Non c'è maledizione peggiore che rimanere vivi in mezzo a un mucchio di cadaveri.
Lo sa bene Aaron, risparmiato dal naufragio che ha inghiottito invece il fratello Michael e i suoi amici. Ad Aberdeenshire, piccolo villaggio di pescatori nel nord della Scozia, non glielo perdonano. Non lo liberano dalla colpa di essere sopravvissuto, lui solo, mentre tutti gli altri – figli e fidanzati – non torneranno più. Che cosa è accaduto? Davvero Aaron non ha potuto far nulla per salvarli? E poi questo ragazzo strano, introverso, scontroso, sicuri non sia latore di sciagure? Buon nome non mente – Aronne in ebraico significa "portatore di martiri" – ma qui a raccontarsi bugie sono tutti, incapaci di accettare una tragedia che resta incomprensibile (Aaron non ricorda) e invisibile (i corpi non vengono ritrovati). Il miracolato, per primo, è convinto di poter strappare il fratello al mostro degli abissi che l'ha preso e di cui racconta un'antica leggenda.
Mito, psiche e morte nel promettente esordio di Paul Wright. Sommesso come un requiem e disturbante come una storia di fantasmi, Il superstite radiografa una lacerante elaborazione del lutto attraverso i tòpoi di una favola per adulti.

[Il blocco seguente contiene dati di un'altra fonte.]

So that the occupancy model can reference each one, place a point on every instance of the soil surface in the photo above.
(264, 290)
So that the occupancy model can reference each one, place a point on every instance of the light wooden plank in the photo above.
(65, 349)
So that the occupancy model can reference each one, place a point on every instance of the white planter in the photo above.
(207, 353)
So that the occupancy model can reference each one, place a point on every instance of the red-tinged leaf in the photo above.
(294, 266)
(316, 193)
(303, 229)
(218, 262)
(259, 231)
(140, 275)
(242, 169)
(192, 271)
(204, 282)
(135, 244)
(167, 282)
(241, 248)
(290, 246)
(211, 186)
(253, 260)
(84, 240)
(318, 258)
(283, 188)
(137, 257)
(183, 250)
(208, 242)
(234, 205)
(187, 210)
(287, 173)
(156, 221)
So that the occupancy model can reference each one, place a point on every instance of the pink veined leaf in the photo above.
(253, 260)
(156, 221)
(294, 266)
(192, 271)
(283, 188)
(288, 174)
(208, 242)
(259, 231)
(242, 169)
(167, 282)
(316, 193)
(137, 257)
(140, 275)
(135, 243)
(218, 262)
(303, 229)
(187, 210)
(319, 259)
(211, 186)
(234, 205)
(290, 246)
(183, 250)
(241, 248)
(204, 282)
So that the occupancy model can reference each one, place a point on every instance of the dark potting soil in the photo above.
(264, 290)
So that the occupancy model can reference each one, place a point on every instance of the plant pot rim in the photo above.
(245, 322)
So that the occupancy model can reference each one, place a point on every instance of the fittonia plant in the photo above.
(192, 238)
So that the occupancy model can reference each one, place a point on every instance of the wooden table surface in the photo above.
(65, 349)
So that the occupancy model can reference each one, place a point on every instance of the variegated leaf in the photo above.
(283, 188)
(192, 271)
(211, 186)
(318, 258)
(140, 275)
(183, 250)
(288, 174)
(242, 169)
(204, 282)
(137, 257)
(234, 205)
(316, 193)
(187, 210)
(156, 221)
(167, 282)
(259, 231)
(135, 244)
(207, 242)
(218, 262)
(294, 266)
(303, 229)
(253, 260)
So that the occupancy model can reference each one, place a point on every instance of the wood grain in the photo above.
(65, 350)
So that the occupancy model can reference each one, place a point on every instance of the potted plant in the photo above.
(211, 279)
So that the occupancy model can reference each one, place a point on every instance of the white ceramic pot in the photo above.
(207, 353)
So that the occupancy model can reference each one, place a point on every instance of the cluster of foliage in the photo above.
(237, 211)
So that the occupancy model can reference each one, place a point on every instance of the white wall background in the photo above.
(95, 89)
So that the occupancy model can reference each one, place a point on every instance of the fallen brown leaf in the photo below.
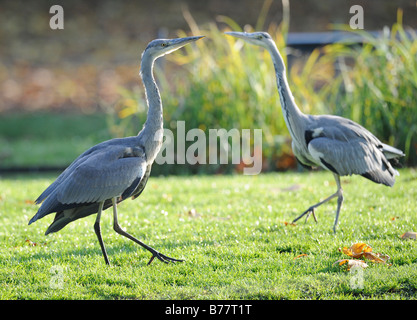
(362, 250)
(289, 223)
(351, 263)
(356, 250)
(193, 213)
(301, 255)
(409, 235)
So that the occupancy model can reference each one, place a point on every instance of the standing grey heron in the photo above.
(113, 170)
(334, 143)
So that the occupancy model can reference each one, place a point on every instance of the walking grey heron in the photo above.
(337, 144)
(114, 170)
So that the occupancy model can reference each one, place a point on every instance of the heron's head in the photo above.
(160, 47)
(262, 39)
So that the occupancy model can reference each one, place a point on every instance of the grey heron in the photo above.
(335, 143)
(113, 170)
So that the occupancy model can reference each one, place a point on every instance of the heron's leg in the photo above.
(119, 230)
(98, 232)
(338, 193)
(339, 201)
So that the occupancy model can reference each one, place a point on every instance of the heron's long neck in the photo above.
(151, 134)
(292, 115)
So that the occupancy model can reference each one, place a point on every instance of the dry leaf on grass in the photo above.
(362, 250)
(409, 235)
(356, 250)
(351, 263)
(289, 223)
(301, 255)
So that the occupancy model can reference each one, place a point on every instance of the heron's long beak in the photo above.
(241, 35)
(180, 42)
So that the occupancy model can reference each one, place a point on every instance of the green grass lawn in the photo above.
(232, 233)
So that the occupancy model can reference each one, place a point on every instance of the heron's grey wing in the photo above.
(78, 161)
(356, 156)
(111, 172)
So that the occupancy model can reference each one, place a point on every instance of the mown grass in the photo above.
(230, 230)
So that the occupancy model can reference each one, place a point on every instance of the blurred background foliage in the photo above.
(217, 83)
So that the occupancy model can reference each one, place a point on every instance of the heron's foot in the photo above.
(307, 213)
(310, 212)
(163, 258)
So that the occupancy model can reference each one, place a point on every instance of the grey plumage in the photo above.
(114, 170)
(337, 144)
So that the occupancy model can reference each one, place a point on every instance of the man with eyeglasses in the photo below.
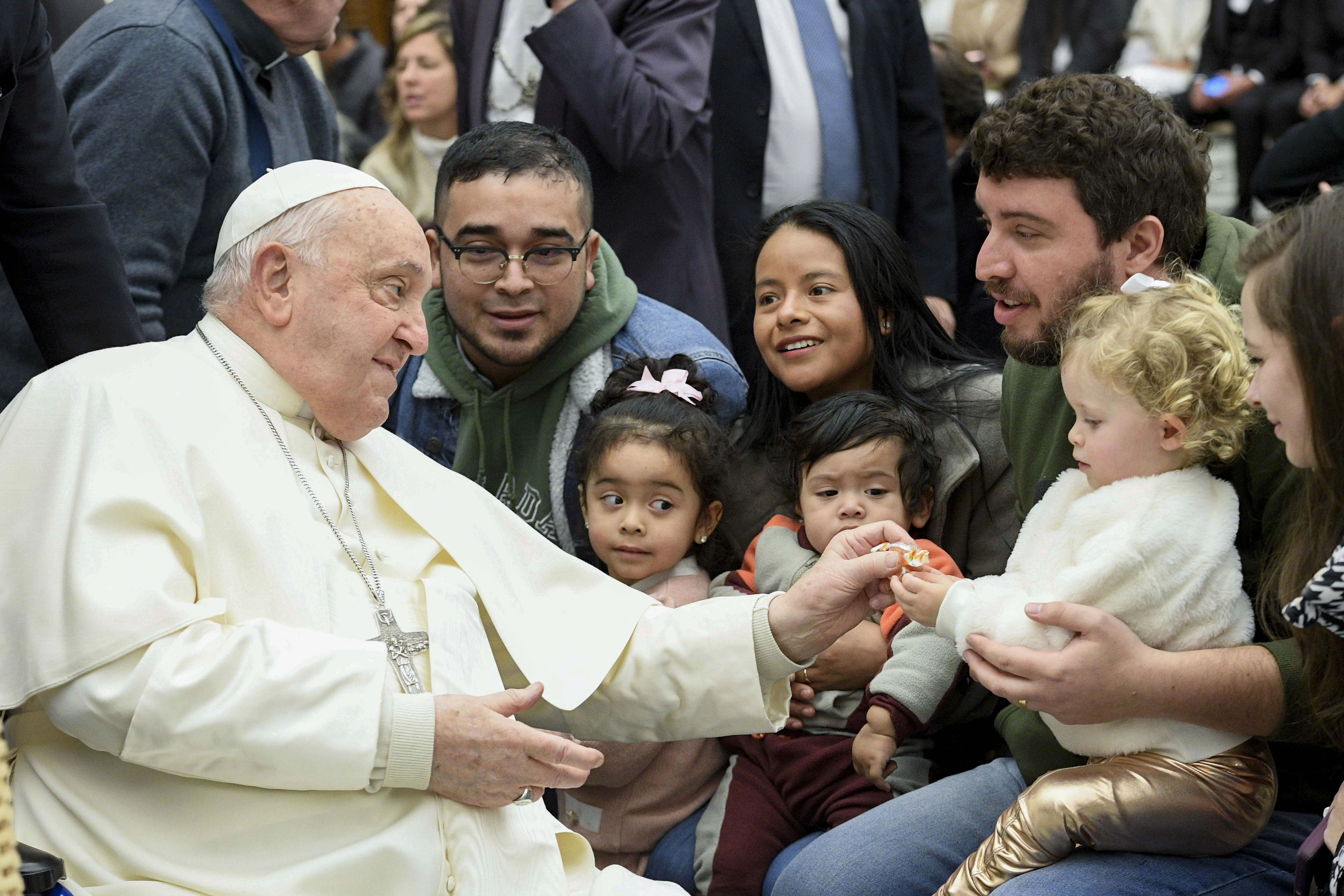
(530, 314)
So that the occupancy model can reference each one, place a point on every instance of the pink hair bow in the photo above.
(674, 381)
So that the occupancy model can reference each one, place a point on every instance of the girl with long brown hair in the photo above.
(1294, 307)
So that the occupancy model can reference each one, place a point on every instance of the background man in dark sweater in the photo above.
(160, 128)
(62, 291)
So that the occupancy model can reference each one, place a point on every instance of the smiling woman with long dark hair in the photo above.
(871, 323)
(838, 308)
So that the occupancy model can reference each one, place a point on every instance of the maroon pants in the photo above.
(783, 788)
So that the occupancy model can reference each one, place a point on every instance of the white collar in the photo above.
(686, 566)
(260, 377)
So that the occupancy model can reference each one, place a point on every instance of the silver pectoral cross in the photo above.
(401, 645)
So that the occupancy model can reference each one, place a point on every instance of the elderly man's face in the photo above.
(357, 319)
(507, 326)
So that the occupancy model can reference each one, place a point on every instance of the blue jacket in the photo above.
(654, 331)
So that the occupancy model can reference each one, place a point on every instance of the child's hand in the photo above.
(874, 748)
(921, 594)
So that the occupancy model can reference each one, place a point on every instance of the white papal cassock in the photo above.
(200, 706)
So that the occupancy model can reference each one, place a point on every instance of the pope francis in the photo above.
(252, 644)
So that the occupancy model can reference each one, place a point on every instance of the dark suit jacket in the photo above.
(628, 81)
(905, 169)
(56, 242)
(1302, 159)
(1323, 38)
(1272, 41)
(1096, 31)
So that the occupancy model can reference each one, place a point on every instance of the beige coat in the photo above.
(256, 741)
(644, 790)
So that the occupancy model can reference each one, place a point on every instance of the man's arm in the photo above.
(56, 242)
(259, 704)
(1108, 674)
(642, 92)
(924, 215)
(147, 115)
(269, 706)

Diviso tra una prima parte spettrale (la migliore) e una seconda più aderente ai risvolti psicologici, il film sbriciola la linearità narrativa per calarci in una dimensione quasi interamente cognitiva e sensoriale, in cui l'utilizzo di diversi registri enunciativi (la camera digitale, il beta dei cinegiornali, i filmini amatoriali) serve a de-territorializzare l'immagine e a disorientare l'esperienza di visione. Lo smarrimento dei personaggi di fronte alla perdita dei propri cari si traduce così in autentica e perturbante vertigine percettiva, con lo spettatore costretto a sbattere contro lo stesso inaccettabile muro di dolore del protagonista.
Notevoli gli interpreti (a iniziare dal giovane George Mackay) e impressionanti i cieli plumbei fotografati da Kracun. Questo superstite non passa invano.